Il celebre elefante che domina sulla città e nei cuori dei catanesi cela l'incredibile leggenda di un uomo che rinnegò la sua fede per abbracciare la magia e le arti oscure

  • 16 marzo 2020

U Liotru di Catania

È risaputo che l'Elefante sia il simbolo della città di Catania, ma non tutti sono a conoscenza delle storie e delle leggende che vi si celano dietro, in particolare una che svela le origini del nome con cui lo chiamano i catanesi: u Liotru.

Nell'immaginario di un intero popolo campeggia da secoli una figura stravagante e misteriosa a metà tra verità e finzione, degna dei migliori racconti fantasy: parliamo del mago Eliodoro, chiamato anche Diodoro, Liodoro, Lidoro o Teodoro.

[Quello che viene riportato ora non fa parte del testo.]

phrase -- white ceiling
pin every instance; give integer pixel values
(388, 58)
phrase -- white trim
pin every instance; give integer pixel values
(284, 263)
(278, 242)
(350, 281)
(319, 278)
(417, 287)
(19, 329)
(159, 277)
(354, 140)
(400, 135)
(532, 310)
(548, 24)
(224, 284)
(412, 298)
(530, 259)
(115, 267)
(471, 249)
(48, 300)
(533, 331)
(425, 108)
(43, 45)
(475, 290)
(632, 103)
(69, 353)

Nomi che per inflessione dialettale si sono ridotti a Liotru, appunto.

Eliodoro è un personaggio realmente esistito nell'Ottavo secolo, quando Catania era sotto la giurisdizione dell'Impero Romano d'Oriente. Apparteneva alla nobiltà e inizialmente fu un fervente cattolico, tanto da essere in lizza per la carica di nuovo vescovo della Diocesi cittadina.

È da qui che la storia prende una piega inaspettata: si racconta che Eliodoro incontrò per caso uno stregone di origine ebraica, che gli diede in dono un manoscritto contenente una "formula magica" per evocare il demonio.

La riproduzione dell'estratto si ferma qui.